Methods: Two-dimensional ablation was carried out on the rib blocks repeatedly in the focal plane according to a preset circular path using a picosecond laser device and an 3-axis numerically controlled micro laser galvanometer scanner, with the respective number of additive pulse layers (n)=5, 10…65 and 80, to obtain the maximum depth of two-dimensional ablation and the quantitative relationship between the number of pulse layers and ablation depth within the maximum ablation depth (n/d). Control software developed in-house was used to set the ablation size and shape as a circular cavity with a diameter of 3 mm, and the Z-axis feed rate was set at a single-step size of d µm after ablation of n layers according to the quantitative relationship between the number of pulse layers and ablation depth within the maximum ablation depth. The measured and theoretical values of the ablated cavities were compared to obtain n and d values corresponding to the minimum difference and to evaluate the ablation depth error; based on the n value corresponding to the minimum ablation depth error, a more accurate d value was obtained, so as to set the Z-axis feed rate for ablation to produce cylindrical cavities with diameter and depth of 3 mm each, and to evaluate the precision of ablation.

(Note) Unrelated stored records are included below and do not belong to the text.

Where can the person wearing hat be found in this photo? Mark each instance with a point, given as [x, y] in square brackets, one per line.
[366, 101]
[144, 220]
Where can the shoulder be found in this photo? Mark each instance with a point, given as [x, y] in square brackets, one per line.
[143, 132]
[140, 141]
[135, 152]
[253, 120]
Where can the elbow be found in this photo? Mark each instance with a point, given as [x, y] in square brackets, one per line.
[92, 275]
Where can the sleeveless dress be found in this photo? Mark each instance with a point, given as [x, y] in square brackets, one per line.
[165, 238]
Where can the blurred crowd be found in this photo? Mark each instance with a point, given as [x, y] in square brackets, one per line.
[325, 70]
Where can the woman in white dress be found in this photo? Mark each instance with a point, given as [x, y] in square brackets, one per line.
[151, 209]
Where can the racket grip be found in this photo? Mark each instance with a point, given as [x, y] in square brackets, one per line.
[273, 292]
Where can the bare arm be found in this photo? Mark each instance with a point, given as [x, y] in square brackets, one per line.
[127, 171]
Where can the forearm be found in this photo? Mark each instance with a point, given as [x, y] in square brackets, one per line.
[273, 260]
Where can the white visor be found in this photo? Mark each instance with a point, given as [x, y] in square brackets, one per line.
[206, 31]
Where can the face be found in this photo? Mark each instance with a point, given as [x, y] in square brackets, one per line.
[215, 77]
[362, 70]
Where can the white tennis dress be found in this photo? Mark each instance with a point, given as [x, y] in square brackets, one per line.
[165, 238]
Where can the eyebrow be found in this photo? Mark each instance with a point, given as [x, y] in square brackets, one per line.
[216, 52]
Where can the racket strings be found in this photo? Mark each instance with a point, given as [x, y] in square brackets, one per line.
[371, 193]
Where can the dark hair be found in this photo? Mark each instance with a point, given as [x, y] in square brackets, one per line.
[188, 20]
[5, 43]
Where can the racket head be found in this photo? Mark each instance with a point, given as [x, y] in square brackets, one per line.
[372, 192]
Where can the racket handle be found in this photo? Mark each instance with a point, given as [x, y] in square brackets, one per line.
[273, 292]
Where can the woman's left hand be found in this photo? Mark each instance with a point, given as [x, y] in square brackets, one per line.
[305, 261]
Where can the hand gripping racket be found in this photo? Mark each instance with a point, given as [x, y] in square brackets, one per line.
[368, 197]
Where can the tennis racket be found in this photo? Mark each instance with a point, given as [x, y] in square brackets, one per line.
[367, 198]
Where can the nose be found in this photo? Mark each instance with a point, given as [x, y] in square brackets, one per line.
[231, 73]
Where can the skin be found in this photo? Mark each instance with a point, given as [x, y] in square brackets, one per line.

Results: The functional expression of the n/d quantitative relationship derived through linear fitting is d=9.2784n + 26.763, R2 = 0.9889, and d can be controlled with 15.42 ± 5.44 µm precision. Thus, high-quality cortical-bone ablation can be achieved using a picosecond laser with the parameters employed in this study.
Conclusions: Experimental results showed that high-quality cortical bone ablation can be achieved by picosecond laser with the parameters used in this study. Precise control of the depth of cortical bone laser ablation can be attained by optimising the parameters of single-step ablation during the use of a numerically controlled picosecond laser.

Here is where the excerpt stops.